# State Plane Coordinates vs. Surface Coordinates, Part 1

The following is quoted from a publication of the U. S. Coast and Geodetic Survey.

In the early 1930s, an engineer from a state highway department approached the U. S. Coast and Geodetic Survey seeking a method of utilizing geodetic data over an entire state which would involve only the formulas of plane surveying. This brought about the establishment, in 1933, of the North Carolina Coordinate System by means of which North Carolina could be transformed into plane-rectangular (x and y) coordinates on a single grid, and surveys in all parts of the state referenced thereto, so that survey stations and landmarks could be accurately described by stating their coordinates referring to the common origin of the grid.

Within a year or so after the establishment of the North Carolina Coordinate System, a similar system had been devised for each of the states of the union. For some of these, a single grid origin and meridian of reference were sufficient. Other states, because of their large sizes, were each divided into several belts or zones, each zone having its own origin and reference meridian.

Each state coordinate system is based on a conformal map projection. By using a conformal map projection as the base for a state coordinate system, and limiting one dimension of the area which is to be covered by a single grid, two things are accomplished:

On a conformal map projection angles are preserved. This means that, at a given point, the difference between geodetic and grid azimuths of very short lines is a constant, and angles on the earth formed by such lines are truly represented on the map. For practical purposes of land surveying, this condition holds for distances up to 10 miles. For longer lines the difference varies, and the correction to be applied to any observed (geodetic) angle to obtain a corresponding grid angle is the difference of the corrections to the azimuths of the lines, separately derived. Deviations of grid lengths from geodetic lengths will be a maximum along the margins of the longest dimension of the grid and midway between these margins. The quantity by which a geodetic length is multiplied to obtain the corresponding grid length is termed a scale factor.

The limitations in the width of the projection or grid permits a control of deviations of grid lengths from geodetic lengths. When the width of an area covered by a single grid is 158 statue miles, the extreme difference between geodetic and grid lengths will be 1/10,000 of the length of a line, which is quite satisfactory for most land surveys.”

The publication quoted is Coast and Geodetic Survey Special Publication No. 235, “The State Coordinate Systems.” There is another publication, Coast and Geodetic Survey Publication 62-4, “State Plane Coordinates By Automatic Data Processing.” These two publications provided the surveying and mapping profession with information on deriving 1927 state plane coordinates based on the North American Datum of 1927, (NAD 27) plus information for traverse and other computations with these coordinates.

Several years ago, I was one of three speakers at a seminar at the New Mexico Professional Surveyors Conference in Albuquerque.
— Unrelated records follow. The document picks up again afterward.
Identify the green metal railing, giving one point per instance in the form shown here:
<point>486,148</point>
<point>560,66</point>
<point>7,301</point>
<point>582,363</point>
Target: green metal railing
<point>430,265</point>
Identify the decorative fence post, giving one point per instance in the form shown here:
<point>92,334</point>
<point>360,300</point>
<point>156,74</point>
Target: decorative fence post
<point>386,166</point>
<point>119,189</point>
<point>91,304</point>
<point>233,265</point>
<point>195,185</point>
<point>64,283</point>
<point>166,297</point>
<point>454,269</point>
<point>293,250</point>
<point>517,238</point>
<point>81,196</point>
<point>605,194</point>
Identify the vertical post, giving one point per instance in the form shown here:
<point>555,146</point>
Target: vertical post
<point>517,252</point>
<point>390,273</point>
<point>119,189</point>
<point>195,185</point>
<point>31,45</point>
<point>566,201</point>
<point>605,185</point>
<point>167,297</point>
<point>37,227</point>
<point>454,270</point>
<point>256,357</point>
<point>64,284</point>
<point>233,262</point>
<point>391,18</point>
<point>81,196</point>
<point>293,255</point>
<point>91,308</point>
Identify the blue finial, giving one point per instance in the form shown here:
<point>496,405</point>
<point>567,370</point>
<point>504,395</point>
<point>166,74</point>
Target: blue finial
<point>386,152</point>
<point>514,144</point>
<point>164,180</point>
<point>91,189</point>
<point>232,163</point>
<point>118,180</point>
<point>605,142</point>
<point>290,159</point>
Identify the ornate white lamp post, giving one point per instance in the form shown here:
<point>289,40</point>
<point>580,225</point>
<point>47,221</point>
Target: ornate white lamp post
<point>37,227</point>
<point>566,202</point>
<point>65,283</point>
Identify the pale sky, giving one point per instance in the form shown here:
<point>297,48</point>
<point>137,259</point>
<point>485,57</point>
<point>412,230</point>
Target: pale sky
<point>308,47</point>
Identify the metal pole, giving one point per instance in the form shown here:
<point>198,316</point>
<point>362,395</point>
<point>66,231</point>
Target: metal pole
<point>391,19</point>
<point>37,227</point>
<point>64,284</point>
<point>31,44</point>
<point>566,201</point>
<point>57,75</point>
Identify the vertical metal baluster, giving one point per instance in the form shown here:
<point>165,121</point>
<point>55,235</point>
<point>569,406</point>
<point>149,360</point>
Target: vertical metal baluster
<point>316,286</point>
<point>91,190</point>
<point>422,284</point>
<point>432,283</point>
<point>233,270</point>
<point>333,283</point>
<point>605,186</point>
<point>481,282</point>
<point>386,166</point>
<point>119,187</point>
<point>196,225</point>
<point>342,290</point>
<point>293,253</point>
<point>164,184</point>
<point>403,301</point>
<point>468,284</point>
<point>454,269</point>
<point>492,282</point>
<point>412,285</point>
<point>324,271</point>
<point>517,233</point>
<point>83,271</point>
The state plane coordinate system was brought up, and I asked everybody using state plane coordinates to raise their hand. Only 10 hands were raised, out of about 150 people in the room. I have asked the same question at seminars around the country and I find more people are using the system, but it’s always less than half the people in the room.

Why do so few surveyors use state plane coordinates, and why do others refuse to use it? Because they don’t understand it. Some surveyors blame the engineering community, and I can understand that. At least 95 percent of all young civil engineering graduates have had no exposure to state plane coordinates, and they are the people in charge of highway projects controlled by state plane coordinates. What do these people do? Insist that all state plane coordinates be converted to surface coordinates so that the scale factor for all measured distances is one. Another problem is that some state plane computer software was written by computer programmers who did not take a practical approach to a surveying job.

Let me finish this column with a disclaimer, this is not a finger-pointing article. There are times when surface distances and surface coordinates are more appropriate than grid distances and state plane coordinates. I will cover this in the next one or two columns.